Sinon on peu avoir peur de l'application du programme du FN, il n'est pas abouti et il n'y a l'heure actuelle aucun outils pour sortir de l'Euro, mais après, c'est pas pour autant qu'il ne faut pas essayer.
En temps de crise, mesure de crise. Il n'y a aucune révolution sans risques, ni victimes
On n'avait pa préparer la république avant la révolution.

Maintenant concernant les interdictions de livres qui ne refletaient pas la vision FN dans les communes FN ... c'est lamentable, ils interdisent la prolifération d'idées de la même manières qu'ils le subissent de la part des gouvernements en place.

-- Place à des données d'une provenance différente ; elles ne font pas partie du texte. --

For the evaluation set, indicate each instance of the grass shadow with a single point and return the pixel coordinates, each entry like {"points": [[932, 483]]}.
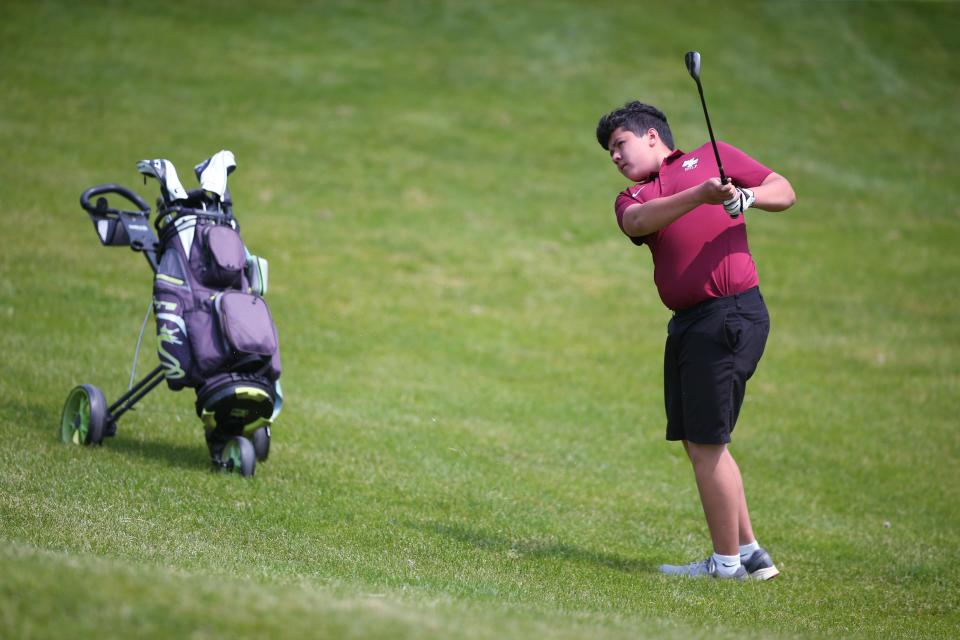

Mais la modificcation ou l'interdiction de livres ou oeuvres trop politiquement incorrect c'est aussi une marque bien française : Tintin au congo, la boite de Banania, les propos négationnistes qui vous mênent droit au tribunal (non pas qu'ils soient justifier mais c'est pas une raison parce qu'il y a un con qui ne croit pas aux camp de la mort qu'il doit aller direct en prison) ... qui me rappel un peu le sort médiatique de ceux qui ne croient pas la version officielle du 11 septembre.
Si on avait appliquer le politiquement correct à la fin de la guerre ... on aurait jamais eu Céline, Coluche, les Nuls

Comme je le dit souvent, ce n'est pas en muselant les gens qu'on les fait changer d'idées, bien au contraire.